Generalnie to co mi dolega aktualnie, można porównać do tego co mi dolegało dzień po paleniu, tylko wtedy minęło w paręnaście godzin a teraz się utrzymuje, sam już nie wiem co o tym myśleć hehe, w sierpniu mam wizytę u neurologo-psychiatry, może on coś więcej zdziała :)
ogólnie to jestem już strasznie tym wymęczony psychicznie, w końcu rok to dość chyba sporo, a jeszcze nie wiadomo ile przede mną, chciałbym w końcu pełną piersią odetchnąć :) często chce to zakończyć, ale boję się tego co jest po 2 stronie :P, zresztą powiedziałem, ze tego nie zrobię i tak też będzie : ))
btw. dziwne jest to uczucie, kiedy pewnego dnia świat staję się nie realny, jednak w miarę się kontaktuje o co biega, jednak z dnia na dzień jest coraz gorzej aż w końcu budzisz się w "obcym" świecie. Tak jakoś mi się przypomniało :)

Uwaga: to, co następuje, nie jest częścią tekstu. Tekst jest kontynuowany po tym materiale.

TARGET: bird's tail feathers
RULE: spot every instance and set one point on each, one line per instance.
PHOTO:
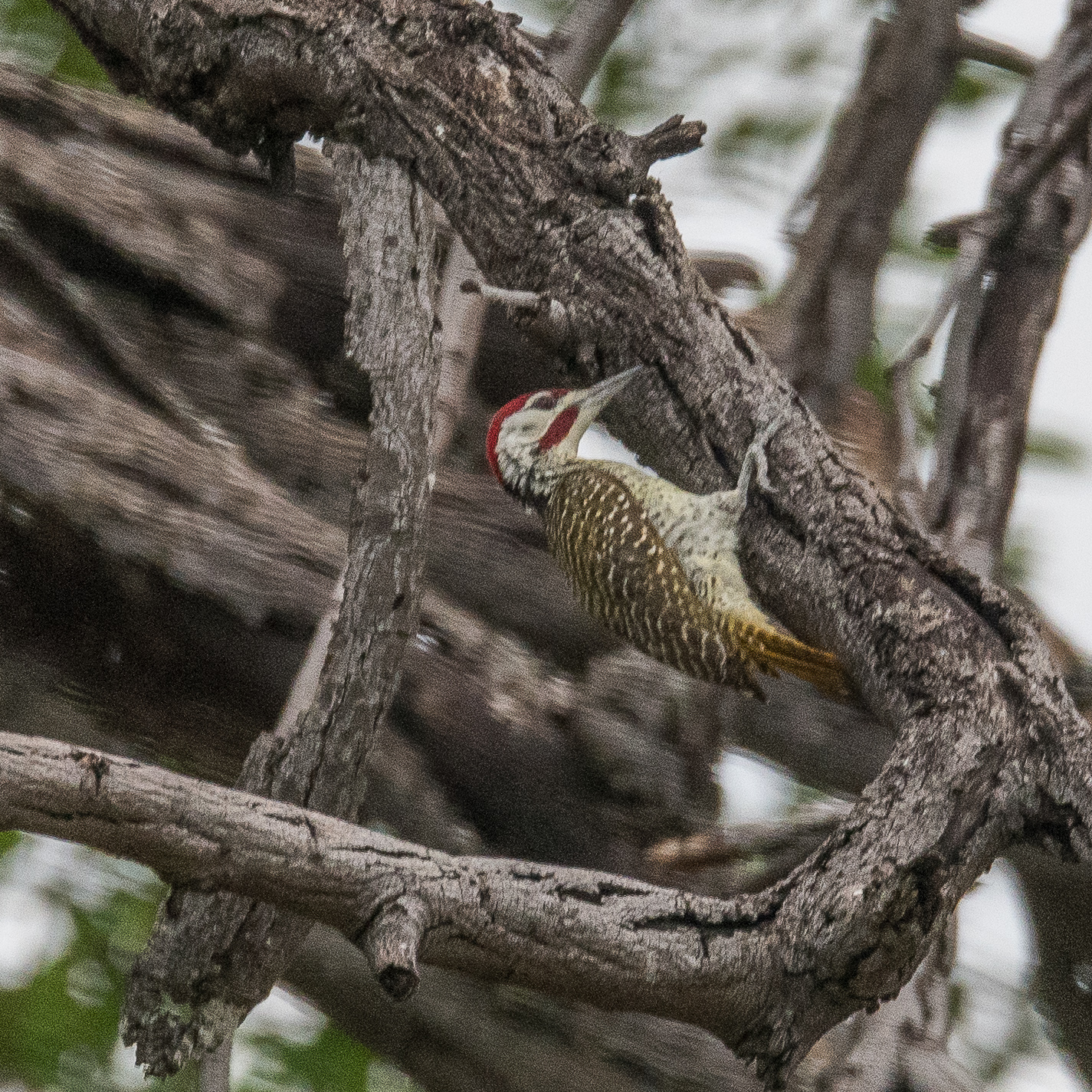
(772, 651)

hmm... jak dla mnie życie jest snem po śnie... po przebudzeniu się z jednego wchodzę w drugi, tylko ten jest zbiorowy... generalnie chodzi o to, że odczuwam przez to wszystko życie teraz jak coś, co zawsze było(nawet przed choroba) złudzeniem, że tak naprawdę wszystko jest iluzją, a obudzimy się z tego (może) w momencie śmierci czy coś... niech to się skończy :/
wątpliwości filozoficzne i brak odpowiedzi na podstawowe pytania na temat świata podkręcają to stan. nienawidzę tego. ludzie którzy wierzą w boga, lub cokolwiek mają łatwiej, 'wiedzą' na czym stoją. a ja jestem tak pełna wątpliwości i nic nie wiem, i przez jaranie czułam się tak totalnie odrealniona.. to forum dużo mi dało ponieważ choć dalej jestem zagubiona, wiem, że z pewnymi rzeczami nie jestem sama.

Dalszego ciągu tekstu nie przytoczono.